Il n'avait plus du tout l'air aux portes de la mort à présent qu'il mangeait à sa faim et dormait tout son content. Ses cheveux avaient perdu leur aspect d'algues pour retrouver une texture bien plus naturelle et Rahiri l'avait aidé à se coiffer avec des perles et du corail, ce qui lui donnait vraiment meilleure allure.

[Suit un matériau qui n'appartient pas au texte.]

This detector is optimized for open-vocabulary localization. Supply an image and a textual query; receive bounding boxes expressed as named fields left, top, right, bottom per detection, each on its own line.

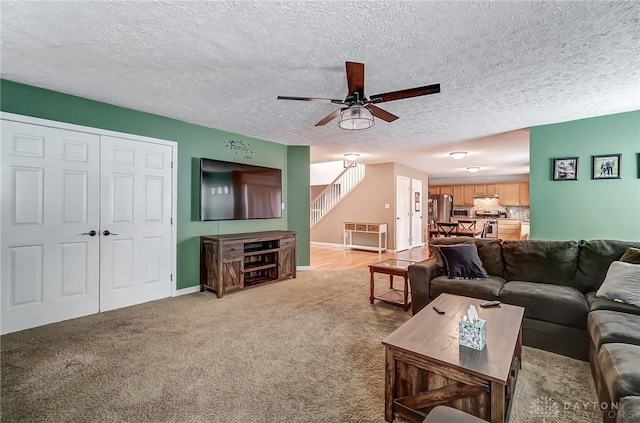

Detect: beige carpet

— Et je me sens tellement mieux, avoua Oshady en rosissant. Même si je ne peux toujours pas utiliser ma queue, je peux nager avec mes bras et je ne suis plus tout seul. J'ai du mal à me dire que, il n'y a encore pas si longtemps, j'étais dans une si mauvaise situation... ça commence déjà à ressembler à un cauchemar plutôt qu'à la réalité.

L'humidité dans ses yeux n'était probablement pas entièrement due à l'eau du bassin et Malaki lui pressa gentiment l'épaule, apportant un réconfort muet qui lui tira un faible sourire.

— Je ne sais même pas comment vous remercier, continua Oshady. Mais je suis vraiment, vraiment heureux d'être arrivé ici et de pouvoir aider Eliakim à préparer son spectacle et toutes ces choses qui me ramènent petit à petit à celui que j'étais avant d'être enfermé.

Ses émotions troublaient sa voix mais il souriait plus largement et il laissa Malaki le serrer dans ses bras alors que les autres essayaient courageusement de lutter eux aussi contre les larmes qui teintaient leurs sourires.